Fot. Reprodução / Facebook Prefeitura Taquaritinga do Norte

Brazylia: ksiądz ocalił dwoje ludzi, sam utonął. Brazylia opłakuje bohaterskiego kapłana

Jak informuje aleteia.pl, ks. Fernando de Lima Silva utonął przy zaporze wodnej w Serra Negra, na obszarach wiejskich Bezerros, w brazylijskim stanie Pernambuco. Do tragicznego zdarzenia doszło w sobotę 13 marca br. Ksiądz ratował dwoje ludzi. Jego samego nie udało się jednak ocalić.

Całe zdarzenie zaczęło się na łodzi, na której był ksiądz Fernando, a także kobieta i jej dziecko. Diecezję Caruaru (w stanie Pernambuco) przekazała, że ksiądz utonął po tym, jak ocalił kobietę i jej czteroletnie dziecko znajdujące się na tej samej łodzi. Żandarmeria Wojskowa (Polícia Militar) ustaliła, że do tragedii doszło, gdy próbowali zrobić zdjęcie, ale wtedy łódź przechyliła się. Policja przekazała, że księdzu udało się ocalić dziecko z wody i zostawić je na kamieniu. Z kolei inne osoby, które znajdowały się na miejscu, pomogły duchownemu uratować drugą osobę, matkę dziecka. Sam ksiądz jednak utonął. Od razu otrzymał pierwszą pomoc, ale nie udało się uratować jego życia.
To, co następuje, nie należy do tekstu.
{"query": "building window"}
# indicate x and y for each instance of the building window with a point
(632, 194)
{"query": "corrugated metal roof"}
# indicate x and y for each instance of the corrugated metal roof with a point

>>> Kościoły muszą być zamknięte, dlatego ksiądz odprawia msze… na dachu 

Mottem ks. Fernanda były słowa:

„Dobry Pasterz daje życie swoje za owce”.

Ksiądz miał 38 lat. Został wyświęcony w 2014 r. i był proboszczem Obszaru Duszpasterskiego Nossa Senhora de Lourdes w Gravatá, w stanie Pernambuco (północno-wschodnia część Brazylii).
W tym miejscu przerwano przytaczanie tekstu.